People had left the place for decades, relocating to various corners of the world in search of a better standard of living, however, that year is remembered not only by the overall number of people that moved away, but also by the fact that whole families decided to leave. The book notes three major waves of emigration out of Croatia and into the New World: the first in the wake of World War I, the second in the period between the great wars, and the third in the period following the Second World War.
In the late nineteenth century only one fifth of the island was under agricultural cultivation. As peasant farmers had massively shifted away from other crops in favour of more lucrative grape growing and winemaking, southern Croatia—including Blato—suffered a devastating blow with the introduction of the “wine clause” [a clause in a trade agreement struck between the now defunct Austro-Hungarian monarchy (which controlled Croatia at the time) and Italy: the deal opened the monarchy’s markets to Italian winemakers—who had already recovered from their Phylloxera infestation—under favourable terms; they were able to undercut the prices local producers had achieved, which had devastating consequences on an economy overly dependent on this crop], falling olive oil production, and a lack of meaningful industrial development.
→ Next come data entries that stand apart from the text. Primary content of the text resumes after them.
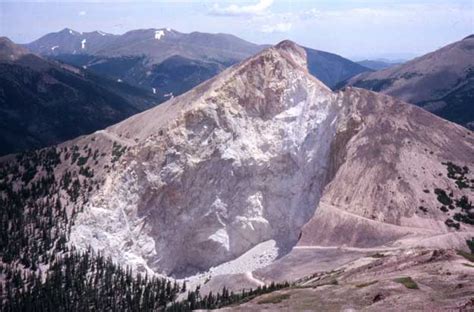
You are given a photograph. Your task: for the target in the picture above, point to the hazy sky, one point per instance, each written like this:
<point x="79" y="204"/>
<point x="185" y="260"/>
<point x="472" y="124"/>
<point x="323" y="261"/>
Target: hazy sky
<point x="353" y="28"/>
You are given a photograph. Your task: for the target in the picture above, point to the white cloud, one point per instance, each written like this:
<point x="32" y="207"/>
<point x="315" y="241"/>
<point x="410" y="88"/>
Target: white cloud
<point x="233" y="10"/>
<point x="279" y="27"/>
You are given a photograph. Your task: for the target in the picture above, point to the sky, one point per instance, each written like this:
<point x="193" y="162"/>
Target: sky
<point x="357" y="29"/>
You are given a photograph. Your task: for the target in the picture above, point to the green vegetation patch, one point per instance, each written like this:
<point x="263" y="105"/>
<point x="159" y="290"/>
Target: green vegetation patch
<point x="408" y="282"/>
<point x="274" y="298"/>
<point x="443" y="197"/>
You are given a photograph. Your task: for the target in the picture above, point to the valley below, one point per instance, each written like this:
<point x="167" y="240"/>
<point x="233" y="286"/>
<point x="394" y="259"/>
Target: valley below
<point x="260" y="189"/>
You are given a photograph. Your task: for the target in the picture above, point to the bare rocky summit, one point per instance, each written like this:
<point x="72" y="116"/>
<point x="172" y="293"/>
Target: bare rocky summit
<point x="264" y="174"/>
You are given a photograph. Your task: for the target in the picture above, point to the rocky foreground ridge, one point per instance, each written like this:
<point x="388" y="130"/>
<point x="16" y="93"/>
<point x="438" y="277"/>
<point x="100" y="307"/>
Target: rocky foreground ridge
<point x="266" y="155"/>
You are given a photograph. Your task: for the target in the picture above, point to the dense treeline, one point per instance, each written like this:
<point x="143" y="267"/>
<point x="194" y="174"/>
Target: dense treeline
<point x="85" y="282"/>
<point x="39" y="271"/>
<point x="221" y="299"/>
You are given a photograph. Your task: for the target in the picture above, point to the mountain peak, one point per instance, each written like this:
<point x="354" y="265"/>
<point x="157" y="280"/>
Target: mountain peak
<point x="293" y="51"/>
<point x="69" y="31"/>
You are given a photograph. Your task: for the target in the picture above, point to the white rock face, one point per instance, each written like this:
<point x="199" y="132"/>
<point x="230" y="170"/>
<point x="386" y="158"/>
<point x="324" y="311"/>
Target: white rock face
<point x="236" y="162"/>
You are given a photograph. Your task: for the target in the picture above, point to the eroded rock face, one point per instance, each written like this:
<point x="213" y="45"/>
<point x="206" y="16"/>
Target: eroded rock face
<point x="259" y="152"/>
<point x="244" y="162"/>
In stark contrast the overseas countries—the United States of America in particular—were seeing rapid industrialisation, attracting cheap labour from Europe.
The Austro-Hungarian monarchy took a decidedly back-seat approach to the issue; with the Dalmatia region mired in a political and economic backwater, southern Croatia saw a mass exodus towards Australia and North America, and to a lesser extent South America.
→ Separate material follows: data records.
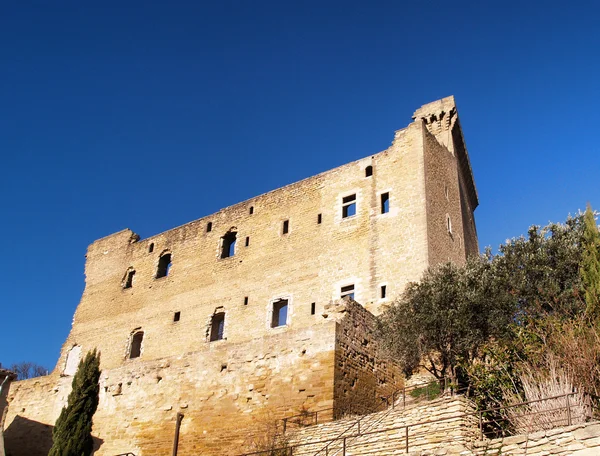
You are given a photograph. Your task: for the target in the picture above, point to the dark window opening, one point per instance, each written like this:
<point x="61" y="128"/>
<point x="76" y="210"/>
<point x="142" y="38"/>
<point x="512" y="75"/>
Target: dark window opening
<point x="217" y="326"/>
<point x="349" y="206"/>
<point x="385" y="203"/>
<point x="129" y="279"/>
<point x="228" y="241"/>
<point x="136" y="345"/>
<point x="347" y="291"/>
<point x="164" y="266"/>
<point x="279" y="313"/>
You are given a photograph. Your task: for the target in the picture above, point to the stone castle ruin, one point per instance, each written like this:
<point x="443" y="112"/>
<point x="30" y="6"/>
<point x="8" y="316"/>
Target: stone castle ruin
<point x="252" y="313"/>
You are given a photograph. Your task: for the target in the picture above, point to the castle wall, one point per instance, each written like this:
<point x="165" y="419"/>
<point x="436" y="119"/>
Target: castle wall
<point x="296" y="244"/>
<point x="364" y="379"/>
<point x="220" y="390"/>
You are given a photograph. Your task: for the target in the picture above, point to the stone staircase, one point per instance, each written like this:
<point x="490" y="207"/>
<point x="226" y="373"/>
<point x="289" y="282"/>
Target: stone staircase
<point x="426" y="426"/>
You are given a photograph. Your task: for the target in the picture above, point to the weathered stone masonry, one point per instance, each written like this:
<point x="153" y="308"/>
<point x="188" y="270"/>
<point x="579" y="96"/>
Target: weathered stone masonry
<point x="229" y="317"/>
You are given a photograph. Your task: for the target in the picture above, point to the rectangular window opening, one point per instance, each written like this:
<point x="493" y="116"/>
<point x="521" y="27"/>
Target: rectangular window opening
<point x="347" y="291"/>
<point x="349" y="206"/>
<point x="279" y="317"/>
<point x="385" y="203"/>
<point x="228" y="247"/>
<point x="217" y="326"/>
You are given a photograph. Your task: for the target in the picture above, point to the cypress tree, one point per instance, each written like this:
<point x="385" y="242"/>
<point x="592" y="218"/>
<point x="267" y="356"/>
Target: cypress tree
<point x="590" y="264"/>
<point x="72" y="434"/>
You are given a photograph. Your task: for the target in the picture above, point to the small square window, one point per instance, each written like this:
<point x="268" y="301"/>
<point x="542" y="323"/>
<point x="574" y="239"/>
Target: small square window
<point x="349" y="206"/>
<point x="279" y="317"/>
<point x="385" y="203"/>
<point x="347" y="291"/>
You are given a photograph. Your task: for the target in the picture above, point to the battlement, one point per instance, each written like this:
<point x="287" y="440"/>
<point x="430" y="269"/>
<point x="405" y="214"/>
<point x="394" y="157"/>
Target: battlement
<point x="243" y="310"/>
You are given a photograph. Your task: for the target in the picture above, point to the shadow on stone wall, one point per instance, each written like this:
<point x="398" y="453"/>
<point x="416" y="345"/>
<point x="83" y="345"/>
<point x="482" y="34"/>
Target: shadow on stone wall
<point x="25" y="437"/>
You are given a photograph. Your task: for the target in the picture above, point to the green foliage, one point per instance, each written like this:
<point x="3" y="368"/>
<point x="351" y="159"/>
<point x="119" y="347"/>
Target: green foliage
<point x="590" y="265"/>
<point x="481" y="323"/>
<point x="445" y="318"/>
<point x="72" y="434"/>
<point x="541" y="272"/>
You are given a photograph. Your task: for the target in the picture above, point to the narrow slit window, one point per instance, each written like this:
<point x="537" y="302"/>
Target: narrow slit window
<point x="349" y="206"/>
<point x="228" y="244"/>
<point x="135" y="350"/>
<point x="129" y="279"/>
<point x="279" y="313"/>
<point x="217" y="326"/>
<point x="385" y="203"/>
<point x="164" y="266"/>
<point x="347" y="292"/>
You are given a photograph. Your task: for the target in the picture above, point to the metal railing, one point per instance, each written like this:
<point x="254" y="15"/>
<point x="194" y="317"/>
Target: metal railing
<point x="399" y="437"/>
<point x="429" y="390"/>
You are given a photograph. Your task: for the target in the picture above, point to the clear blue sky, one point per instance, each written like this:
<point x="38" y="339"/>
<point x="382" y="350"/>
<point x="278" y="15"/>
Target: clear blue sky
<point x="148" y="115"/>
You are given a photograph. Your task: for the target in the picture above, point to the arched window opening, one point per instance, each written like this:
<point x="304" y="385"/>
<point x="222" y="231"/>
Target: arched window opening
<point x="164" y="265"/>
<point x="217" y="326"/>
<point x="135" y="349"/>
<point x="228" y="244"/>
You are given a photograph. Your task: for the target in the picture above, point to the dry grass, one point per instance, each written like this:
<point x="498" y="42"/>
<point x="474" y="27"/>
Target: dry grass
<point x="546" y="413"/>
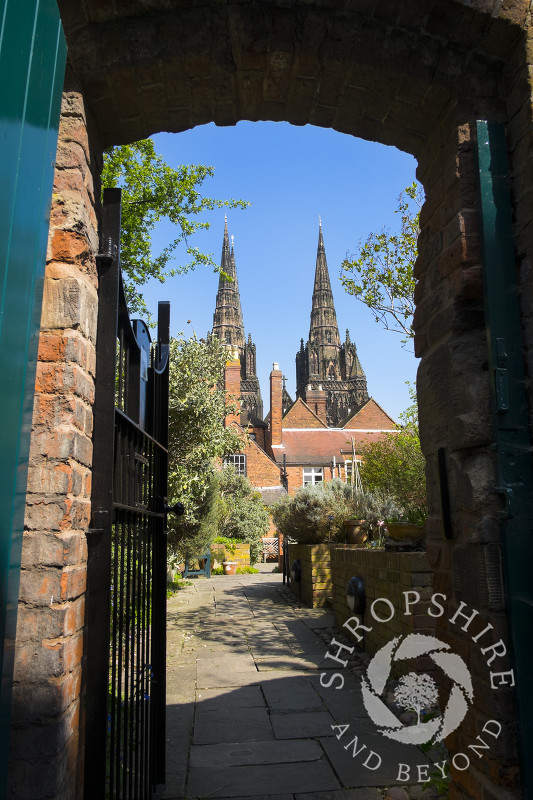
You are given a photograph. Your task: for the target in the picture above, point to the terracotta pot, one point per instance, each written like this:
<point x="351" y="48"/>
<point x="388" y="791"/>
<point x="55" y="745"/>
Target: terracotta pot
<point x="405" y="530"/>
<point x="355" y="531"/>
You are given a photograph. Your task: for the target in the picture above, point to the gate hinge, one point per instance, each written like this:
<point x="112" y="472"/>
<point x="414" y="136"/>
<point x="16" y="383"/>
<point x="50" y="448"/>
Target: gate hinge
<point x="100" y="522"/>
<point x="108" y="252"/>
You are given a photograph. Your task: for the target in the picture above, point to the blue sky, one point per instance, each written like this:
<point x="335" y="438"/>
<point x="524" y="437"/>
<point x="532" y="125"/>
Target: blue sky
<point x="291" y="175"/>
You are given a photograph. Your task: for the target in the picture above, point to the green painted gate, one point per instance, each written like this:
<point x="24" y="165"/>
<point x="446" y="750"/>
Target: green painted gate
<point x="32" y="66"/>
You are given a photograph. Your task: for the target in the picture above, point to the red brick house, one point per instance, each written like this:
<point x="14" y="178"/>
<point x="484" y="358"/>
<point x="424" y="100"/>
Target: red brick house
<point x="316" y="437"/>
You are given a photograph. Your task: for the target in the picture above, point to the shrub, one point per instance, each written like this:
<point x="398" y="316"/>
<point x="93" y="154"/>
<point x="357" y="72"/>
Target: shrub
<point x="315" y="514"/>
<point x="395" y="467"/>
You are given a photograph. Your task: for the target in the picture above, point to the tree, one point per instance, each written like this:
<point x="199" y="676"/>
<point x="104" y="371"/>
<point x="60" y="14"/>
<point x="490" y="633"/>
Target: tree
<point x="152" y="191"/>
<point x="197" y="438"/>
<point x="416" y="692"/>
<point x="315" y="514"/>
<point x="381" y="274"/>
<point x="242" y="514"/>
In short, the devastating Phylloxera infestation in 1912 and the First World War are seen as the two critical factors when considering this period and in our comprehension of what led people to abandon Blato on the island of Korčula for a life abroad. All those who departed in those fateful years, 1924 and 1925, said their goodbyes to friends and family at the small port of Prigradica, the very place from where they had exported wine and olive oil in the late nineteenth and early twentieth century. It was from this place that so many Blato natives moved abroad for a better life. For some we know nothing of where their voyage took them, but the majority were successful in integrating into their new homelands.
Kalogjera’s impressive saga, translated into English, reconstructs a diaspora network that has its hubs in southern Croatia and Australia—distant lands connected by many human bonds.